Some of the daggers, pins, and bangles seem to belong to the Bronze Age, but the majority of typical forms, such as bow-shaped fibule, dagger hilts terminating in antennæ, bronze belts, torques, pins, and pendants have their nearest analogies at Hallstadt, in Styria, Hungary, and the proto-Etruscan tombs of Italy. In M. E. Chantre's opinion, the arrival of civilisation in this part of the Caucasus cannot have been later than the 15th century B.C., and it reached its highest development at Koban about the 7th century. Herr Virchow attributes the Kobanian civilisation to the 10th or 11th century B.C., and considers it rather older than that of Hallstadt. On the other hand, M. de Morgan, now director of the Bulak museum, maintains that the art and civilisation of this necropolis are by no means indigenous, but were introduced by the Aryan ancestors of the Osets about the year 650 B.C., the date of the first appearance of Aryan Armenians in the neighbourhood of Van, according to Assyrian inscriptions.

The necropolis of Kasbek, or Stepan Tzminda, lies on the road to Tiflis, about thirty miles south of Vladikavkas. In the three tombs described were found fibulæ, rings, bangles, and sherds of pottery. In the soil immediately above the cists were bones of sheep and oxen, human teeth, three rings of gold, seven of silver, four of bronze, eight bronze bangles, two bronze fibula,

two arrows, two knives, and a few other articles, all of which may be regarded as offerings made by the friends and relations of the deceased. In another part of the cemetery a treasure was brought to light, containing a great number of gold, silver, bronze, and iron articles, phallic statuettes, onyx and cornelian beads.

At Kislovodsk, in a glen in the northern outliers of Elbrus, about 100 flagstone cists were exhumed. Each contained one, sometimes two individuals, with arms and instruments of bronze beside them. Chronologically, both these cemeteries may be referred to the later Kobanian epoch.

The next group of burial-grounds belongs, for the most part, to a much later period, which M. Chantre terms Scytho-Byzantine or Greco-Roman, extending from about the 7th century B.C. to the 7th century A.D.

Komunta, in the district of Digori, is an Oset village, standing at an elevation of 2,629 feet, and overlooking the banks of the Kamin Don.
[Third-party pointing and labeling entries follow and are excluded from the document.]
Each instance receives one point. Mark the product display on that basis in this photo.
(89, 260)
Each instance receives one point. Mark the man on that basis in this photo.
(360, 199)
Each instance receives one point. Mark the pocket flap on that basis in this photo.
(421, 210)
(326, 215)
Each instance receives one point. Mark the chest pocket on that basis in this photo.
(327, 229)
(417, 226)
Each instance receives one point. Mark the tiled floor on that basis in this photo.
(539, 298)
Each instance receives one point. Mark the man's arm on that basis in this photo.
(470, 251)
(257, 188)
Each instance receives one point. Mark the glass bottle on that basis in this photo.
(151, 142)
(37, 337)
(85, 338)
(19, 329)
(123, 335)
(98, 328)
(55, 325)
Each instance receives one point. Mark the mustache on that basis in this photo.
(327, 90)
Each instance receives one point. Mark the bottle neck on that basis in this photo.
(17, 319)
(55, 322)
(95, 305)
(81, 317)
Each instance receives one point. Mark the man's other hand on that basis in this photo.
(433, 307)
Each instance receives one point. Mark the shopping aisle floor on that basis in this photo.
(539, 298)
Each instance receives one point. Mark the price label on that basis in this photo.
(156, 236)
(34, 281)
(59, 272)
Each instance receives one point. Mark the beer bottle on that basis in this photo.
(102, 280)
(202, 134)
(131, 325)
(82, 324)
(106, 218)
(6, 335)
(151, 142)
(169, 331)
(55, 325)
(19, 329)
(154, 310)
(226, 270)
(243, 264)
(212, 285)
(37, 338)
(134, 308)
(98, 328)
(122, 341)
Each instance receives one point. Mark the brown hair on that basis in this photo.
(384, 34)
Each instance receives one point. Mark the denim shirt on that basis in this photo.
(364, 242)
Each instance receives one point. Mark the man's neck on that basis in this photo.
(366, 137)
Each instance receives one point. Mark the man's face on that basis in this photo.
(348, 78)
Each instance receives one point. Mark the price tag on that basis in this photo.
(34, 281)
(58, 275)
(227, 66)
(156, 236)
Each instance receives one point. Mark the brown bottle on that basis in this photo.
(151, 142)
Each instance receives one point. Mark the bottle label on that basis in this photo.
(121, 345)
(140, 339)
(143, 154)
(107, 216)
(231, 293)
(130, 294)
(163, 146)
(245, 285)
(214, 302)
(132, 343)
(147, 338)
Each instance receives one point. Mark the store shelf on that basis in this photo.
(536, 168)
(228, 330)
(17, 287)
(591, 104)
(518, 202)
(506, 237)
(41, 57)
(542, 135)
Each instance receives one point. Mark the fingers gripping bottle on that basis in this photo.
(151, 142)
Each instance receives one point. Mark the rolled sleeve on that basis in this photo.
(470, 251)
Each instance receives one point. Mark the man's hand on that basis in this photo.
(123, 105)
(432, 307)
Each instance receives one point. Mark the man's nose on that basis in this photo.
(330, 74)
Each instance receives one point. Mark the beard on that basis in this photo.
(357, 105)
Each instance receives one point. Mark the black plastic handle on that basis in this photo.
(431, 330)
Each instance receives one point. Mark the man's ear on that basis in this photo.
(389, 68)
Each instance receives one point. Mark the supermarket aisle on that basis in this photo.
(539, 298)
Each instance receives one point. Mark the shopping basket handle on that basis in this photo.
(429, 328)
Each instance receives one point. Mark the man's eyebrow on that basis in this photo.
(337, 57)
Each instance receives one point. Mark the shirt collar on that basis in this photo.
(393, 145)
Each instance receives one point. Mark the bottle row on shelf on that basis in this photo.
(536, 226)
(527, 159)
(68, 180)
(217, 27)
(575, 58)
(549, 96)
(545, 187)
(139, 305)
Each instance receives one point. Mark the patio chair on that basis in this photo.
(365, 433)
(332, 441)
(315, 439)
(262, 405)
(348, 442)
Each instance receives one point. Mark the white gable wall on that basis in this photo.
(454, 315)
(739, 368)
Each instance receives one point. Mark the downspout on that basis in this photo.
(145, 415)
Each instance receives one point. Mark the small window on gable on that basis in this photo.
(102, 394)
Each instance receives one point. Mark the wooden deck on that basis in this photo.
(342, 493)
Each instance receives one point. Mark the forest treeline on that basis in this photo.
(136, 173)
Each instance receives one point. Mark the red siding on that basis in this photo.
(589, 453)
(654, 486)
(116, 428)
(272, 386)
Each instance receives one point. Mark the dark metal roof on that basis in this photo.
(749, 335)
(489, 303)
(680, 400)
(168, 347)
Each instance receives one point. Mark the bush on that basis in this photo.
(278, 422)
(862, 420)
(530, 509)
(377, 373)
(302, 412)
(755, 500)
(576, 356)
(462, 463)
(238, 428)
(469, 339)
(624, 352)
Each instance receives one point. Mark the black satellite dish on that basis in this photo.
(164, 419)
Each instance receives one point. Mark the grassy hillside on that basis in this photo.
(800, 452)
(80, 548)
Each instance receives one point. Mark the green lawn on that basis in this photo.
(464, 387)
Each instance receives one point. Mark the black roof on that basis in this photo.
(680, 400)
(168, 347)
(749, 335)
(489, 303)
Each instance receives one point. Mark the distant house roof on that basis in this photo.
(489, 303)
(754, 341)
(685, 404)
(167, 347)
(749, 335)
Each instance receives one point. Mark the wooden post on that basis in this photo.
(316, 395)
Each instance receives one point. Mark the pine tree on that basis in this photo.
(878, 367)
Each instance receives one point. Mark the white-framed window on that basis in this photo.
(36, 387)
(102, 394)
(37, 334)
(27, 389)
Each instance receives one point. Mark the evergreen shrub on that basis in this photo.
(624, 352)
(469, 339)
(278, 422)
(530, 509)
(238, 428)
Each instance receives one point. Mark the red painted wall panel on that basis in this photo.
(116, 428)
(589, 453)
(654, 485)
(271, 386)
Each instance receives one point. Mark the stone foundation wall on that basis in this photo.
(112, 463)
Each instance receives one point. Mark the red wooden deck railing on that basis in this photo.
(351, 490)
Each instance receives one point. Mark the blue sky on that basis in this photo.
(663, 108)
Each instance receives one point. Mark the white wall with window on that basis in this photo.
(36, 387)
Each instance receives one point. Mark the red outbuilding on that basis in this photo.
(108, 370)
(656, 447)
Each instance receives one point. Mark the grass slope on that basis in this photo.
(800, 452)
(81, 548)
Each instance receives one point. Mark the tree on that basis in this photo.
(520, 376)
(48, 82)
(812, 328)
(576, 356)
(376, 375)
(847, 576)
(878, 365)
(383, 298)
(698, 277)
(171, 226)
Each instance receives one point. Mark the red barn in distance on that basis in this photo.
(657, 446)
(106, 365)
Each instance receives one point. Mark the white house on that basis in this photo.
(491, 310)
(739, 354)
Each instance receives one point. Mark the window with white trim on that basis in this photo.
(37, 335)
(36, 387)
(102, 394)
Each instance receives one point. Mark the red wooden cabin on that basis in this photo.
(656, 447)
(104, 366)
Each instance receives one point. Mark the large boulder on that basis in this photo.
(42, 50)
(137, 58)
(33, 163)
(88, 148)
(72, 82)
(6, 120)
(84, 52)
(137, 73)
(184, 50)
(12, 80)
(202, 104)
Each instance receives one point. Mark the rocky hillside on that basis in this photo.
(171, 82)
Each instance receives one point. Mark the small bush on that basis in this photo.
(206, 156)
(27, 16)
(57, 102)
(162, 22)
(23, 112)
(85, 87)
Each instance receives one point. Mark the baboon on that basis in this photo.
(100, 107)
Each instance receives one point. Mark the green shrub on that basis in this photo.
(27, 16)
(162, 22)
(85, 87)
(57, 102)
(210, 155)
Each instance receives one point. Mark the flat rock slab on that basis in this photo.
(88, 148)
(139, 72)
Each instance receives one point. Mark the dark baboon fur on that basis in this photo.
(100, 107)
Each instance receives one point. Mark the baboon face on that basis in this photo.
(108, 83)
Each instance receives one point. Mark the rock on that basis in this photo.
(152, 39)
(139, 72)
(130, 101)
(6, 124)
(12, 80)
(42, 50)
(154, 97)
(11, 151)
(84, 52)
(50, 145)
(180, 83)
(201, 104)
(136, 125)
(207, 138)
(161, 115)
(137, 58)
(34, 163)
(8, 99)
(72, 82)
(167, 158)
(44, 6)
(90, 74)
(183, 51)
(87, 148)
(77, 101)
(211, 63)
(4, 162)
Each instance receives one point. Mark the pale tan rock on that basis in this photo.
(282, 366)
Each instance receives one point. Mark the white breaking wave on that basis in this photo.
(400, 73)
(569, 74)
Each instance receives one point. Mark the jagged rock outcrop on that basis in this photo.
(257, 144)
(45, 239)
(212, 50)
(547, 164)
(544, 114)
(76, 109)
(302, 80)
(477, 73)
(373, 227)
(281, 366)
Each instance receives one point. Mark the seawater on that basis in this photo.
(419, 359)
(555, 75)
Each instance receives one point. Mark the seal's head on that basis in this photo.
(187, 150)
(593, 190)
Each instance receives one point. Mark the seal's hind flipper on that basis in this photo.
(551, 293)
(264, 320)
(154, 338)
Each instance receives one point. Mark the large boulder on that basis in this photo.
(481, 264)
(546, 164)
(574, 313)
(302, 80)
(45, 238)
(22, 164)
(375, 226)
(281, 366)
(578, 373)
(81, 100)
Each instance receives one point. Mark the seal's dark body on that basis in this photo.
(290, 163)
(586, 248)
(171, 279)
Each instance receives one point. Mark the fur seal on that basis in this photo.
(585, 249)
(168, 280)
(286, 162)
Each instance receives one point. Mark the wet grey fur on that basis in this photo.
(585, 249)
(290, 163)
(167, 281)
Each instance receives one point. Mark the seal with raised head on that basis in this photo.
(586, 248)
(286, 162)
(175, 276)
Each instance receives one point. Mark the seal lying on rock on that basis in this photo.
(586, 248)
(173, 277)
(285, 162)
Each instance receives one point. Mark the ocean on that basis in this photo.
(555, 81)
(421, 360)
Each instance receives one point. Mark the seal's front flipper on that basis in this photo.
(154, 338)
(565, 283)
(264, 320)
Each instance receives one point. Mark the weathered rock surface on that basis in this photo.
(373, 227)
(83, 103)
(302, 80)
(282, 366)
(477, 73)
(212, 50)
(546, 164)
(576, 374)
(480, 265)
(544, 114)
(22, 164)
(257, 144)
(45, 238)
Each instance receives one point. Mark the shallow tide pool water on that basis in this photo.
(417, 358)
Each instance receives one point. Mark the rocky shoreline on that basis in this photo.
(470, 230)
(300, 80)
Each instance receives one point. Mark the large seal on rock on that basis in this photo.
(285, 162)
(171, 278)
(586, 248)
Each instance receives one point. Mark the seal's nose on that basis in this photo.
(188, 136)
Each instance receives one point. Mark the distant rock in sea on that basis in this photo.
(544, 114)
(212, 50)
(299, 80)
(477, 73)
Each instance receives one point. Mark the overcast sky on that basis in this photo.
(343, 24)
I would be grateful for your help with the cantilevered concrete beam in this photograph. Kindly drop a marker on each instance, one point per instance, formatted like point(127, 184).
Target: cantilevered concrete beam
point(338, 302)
Externally there is nothing to betray the existence of a necropolis. But a great number of gold, silver, bronze, and iron objects, figurines of men and animals, and even gold and silver coins, have been unearthed from time to time, either by scientific explorers or by treasure-seeking natives.

The burial-ground of Galiate, 11⁄2 miles north-west of Komunta, has been so thoroughly ransacked by the neighbouring villagers that only two tombs have remained undisturbed. The furniture of these was extremely poor, consisting of a pair of sheep-shears and a knife of iron, a bronze ring and bangle together, with a couple of beads, and a morsel of iron.

The necropolis of Lisgore, in Digori, lies 328 feet above the river Urukh. Its surface is studded with large standing-stones, some of them quite thirteen feet high, which, in the folk-lore of the inhabitants, were put in position by a former race of giants. The body was placed in a cist of stone slabs and laid on its back, with the arms stretched along the thighs, and the head against the eastern slab, while the face was turned to the west. Four tombs which have been opened contained seven earrings, two discs, a square ornament and small chains attached to spheres-all of silver, two bronze dice and three rings, two iron knives, beads, etc., and a human canine tooth pierced with a hole of suspension.

The cemeteries of Kambylte, Zergis, Latz, Chmi, and Ozrokovo (Urusbieh) were then described in some detail.